Climate data for Puerto Peñasco (1981–2010), extremes (1971–present)
| Month | Jan | Feb | Mar | Apr | May | Jun | Jul | Aug | Sep | Oct | Nov | Dec | Year |
| Record high °C (°F) | 30.0 (86.0) | 31.2 (88.2) | 37.0 (98.6) | 40.6 (105.1) | 39.0 (102.2) | 43.0 (109.4) | 41.0 (105.8) | 42.4 (108.3) | 42.5 (108.5) | 40.0 (104.0) | 33.2 (91.8) | 27.0 (80.6) | 43.0 (109.4) |
| Mean daily maximum °C (°F) | 19.1 (66.4) | 20.3 (68.5) | 23.2 (73.8) | 26.1 (79.0) | 29.3 (84.7) | 32.5 (90.5) | 34.9 (94.8) | 35.7 (96.3) | 35.0 (95.0) | 30.3 (86.5) | 24.5 (76.1) | 18.8 (65.8) | 27.5 (81.5) |
| Daily mean °C (°F) | 14.2 (57.6) | 15.4 (59.7) | 17.7 (63.9) | 20.5 (68.9) | 23.9 (75.0) | 27.3 (81.1) | 31.0 (87.8) | 31.6 (88.9) | 30.2 (86.4) | 24.8 (76.6) | 18.9 (66.0) | 14.3 (57.7) | 22.5 (72.5) |
| Mean daily minimum °C (°F) | 9.3 (48.7) | 10.5 (50.9) | 12.3 (54.1) | 14.9 (58.8) | 18.5 (65.3) | 22.2 (72.0) | 27.2 (81.0) | 27.6 (81.7) | 25.4 (77.7) | 19.2 (66.6) | 13.3 (55.9) | 9.8 (49.6) | 17.5 (63.5) |
| Record low °C (°F) | −8.0 (17.6) | −2.0 (28.4) | −2.0 (28.4) | 2.0 (35.6) | 8.0 (46.4) | 11.5 (52.7) | 11.8 (53.2) | 17.0 (62.6) | 14.0 (57.2) | 2.0 (35.6) | 2.0 (35.6) | −6.0 (21.2) | −8.0 (17.6) |
| Average precipitation mm (inches) | 5.9 (0.23) | 8.9 (0.35) | 6.3 (0.25) | 2.9 (0.11) | 0.1 (0.00) | 0.3 (0.01) | 3.8 (0.15) | 1.6 (0.06) | 8.3 (0.33) | 7.8 (0.31) | 5.1 (0.20) | 15.0 (0.59) | 66.0 (2.60) |
| Average precipitation days (≥ 0.1 mm) | 1.2 | 1.4 | 1.2 | 0.6 | 0.0 | 0.1 | 0.9 | 0.4 | 0.7 | 1.2 | 0.8 | 1.9 | 10.4 |
| Average relative humidity (%) | 61 | 67 | 62 | 61 | 60 | 62 | 70 | 65 | 63 | 58 | 57 | 73 | 63 |
Source: Servicio Meteorológico Nacional

==Demographics==

As of 2020, the city of Puerto Peñasco has a total of 62,689 inhabitants, making it the eighth largest locality in the state. The population of the town has doubled since the year 2000, due to the developments in tourism.

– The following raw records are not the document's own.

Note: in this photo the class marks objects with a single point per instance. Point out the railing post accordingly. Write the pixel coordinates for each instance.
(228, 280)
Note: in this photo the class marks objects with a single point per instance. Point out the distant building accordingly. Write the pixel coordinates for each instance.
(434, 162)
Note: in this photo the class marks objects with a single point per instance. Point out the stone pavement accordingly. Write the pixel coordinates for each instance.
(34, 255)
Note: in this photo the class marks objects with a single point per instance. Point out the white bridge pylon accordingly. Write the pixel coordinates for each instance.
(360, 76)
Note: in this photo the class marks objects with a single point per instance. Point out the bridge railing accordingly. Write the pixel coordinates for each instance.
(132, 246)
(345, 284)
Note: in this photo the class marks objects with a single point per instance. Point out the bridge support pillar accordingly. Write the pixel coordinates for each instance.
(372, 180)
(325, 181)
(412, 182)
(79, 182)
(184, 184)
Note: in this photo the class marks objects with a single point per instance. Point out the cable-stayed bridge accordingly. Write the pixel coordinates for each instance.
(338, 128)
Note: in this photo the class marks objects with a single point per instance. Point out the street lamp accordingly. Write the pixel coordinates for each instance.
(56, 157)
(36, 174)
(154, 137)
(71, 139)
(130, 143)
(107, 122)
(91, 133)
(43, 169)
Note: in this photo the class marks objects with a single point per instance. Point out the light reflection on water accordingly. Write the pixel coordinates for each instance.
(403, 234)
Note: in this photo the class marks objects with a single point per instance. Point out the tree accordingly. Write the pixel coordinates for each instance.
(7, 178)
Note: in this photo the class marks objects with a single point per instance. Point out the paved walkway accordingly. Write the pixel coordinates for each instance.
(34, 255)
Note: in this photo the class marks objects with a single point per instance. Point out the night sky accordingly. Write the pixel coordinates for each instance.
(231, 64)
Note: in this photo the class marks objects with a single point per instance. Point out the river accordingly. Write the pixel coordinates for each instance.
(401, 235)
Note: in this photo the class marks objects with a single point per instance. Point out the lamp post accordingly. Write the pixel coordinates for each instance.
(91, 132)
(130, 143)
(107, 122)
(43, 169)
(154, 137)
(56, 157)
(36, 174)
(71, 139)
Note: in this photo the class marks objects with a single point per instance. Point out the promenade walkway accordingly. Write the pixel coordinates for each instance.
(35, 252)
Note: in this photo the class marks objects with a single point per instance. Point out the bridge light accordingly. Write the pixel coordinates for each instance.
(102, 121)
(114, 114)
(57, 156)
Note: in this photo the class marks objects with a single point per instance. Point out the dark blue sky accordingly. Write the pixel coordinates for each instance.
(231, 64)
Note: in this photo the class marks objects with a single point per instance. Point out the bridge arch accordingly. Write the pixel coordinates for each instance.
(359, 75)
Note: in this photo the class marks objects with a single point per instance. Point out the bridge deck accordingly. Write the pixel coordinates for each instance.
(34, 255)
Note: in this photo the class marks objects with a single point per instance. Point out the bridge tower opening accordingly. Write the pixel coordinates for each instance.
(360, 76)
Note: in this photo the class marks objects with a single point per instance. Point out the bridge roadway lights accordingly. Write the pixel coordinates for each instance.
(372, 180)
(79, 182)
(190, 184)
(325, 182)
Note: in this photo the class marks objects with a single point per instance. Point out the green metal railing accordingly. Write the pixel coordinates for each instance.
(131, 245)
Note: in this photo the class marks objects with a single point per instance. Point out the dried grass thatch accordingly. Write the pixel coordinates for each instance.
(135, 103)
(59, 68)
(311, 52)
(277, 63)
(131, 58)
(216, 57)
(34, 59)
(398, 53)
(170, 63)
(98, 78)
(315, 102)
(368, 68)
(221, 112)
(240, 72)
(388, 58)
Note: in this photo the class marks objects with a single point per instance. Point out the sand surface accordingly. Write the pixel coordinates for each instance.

=== Education and Health ===
According to data provided by the 2010 census, approximately 2.65% of the population over the age of 15 are illiterate. And about 15.02% of the same age do not have a basic primary education. About 3.48% of children between the ages of 6 and 14 do not attend any type of institution of education. Furthermore, about 36.73% of inhabitants over the age of 15 did not finish their primary education, and about 31.74% of the population is not inscribed in any government health service. However, since 2010 Puerto Peñasco has been among the healthiest cities in the state.

==== Institutes of Education ====
Puerto Peñasco is full of educational institutions ranging from elementary schools to universities. The city also houses several private schools and trade schools. Since 2015, the following have been registered in the municipality.

·     A school that specializes in special education of public character and administration for the Federal Government.

·     Four education centers of elementary education, three private and one public.

·     Fifteen kindergarten schools, ten of which are public and five of which are private.

·     Twenty-three elementary schools, twenty of which are public and three that are private.

·     Four public and two private high schools.

==== Universities ====
·     Superior Technological Institute of Puerto Peñasco.

·     Technological University of Puerto Peñasco.

·     University of Professional Development.

·     CEUNO University.

==== Health Centers ====
Puerto Peñasco also has two General Hospitals, a Center of Urban Health, a Hospital of Social Insurance, a Family Medical Unit of the IMSS (Mexican Social Security Institute), as well as many clinics and private consults all around the city.

==In popular culture==
- The city is mentioned in Season 3 Episode 6 of Narcos: Mexico, when Ismael "El Mayo" Zambada tells Francisco Rafael Arellano Félix and Enedina Arellano Félix, "Amado's expanded operations - taken over Puerto Peñasco, made it hard for my boats to unload."
- Season 1 Episode 7 of the Netflix series Yankee is entitled "Penélope in Puerto Peñasco."
- The Hoyt Axton song “Evangelina” mentions Puerto Peñasco as the home of the protagonist’s Mexican lover.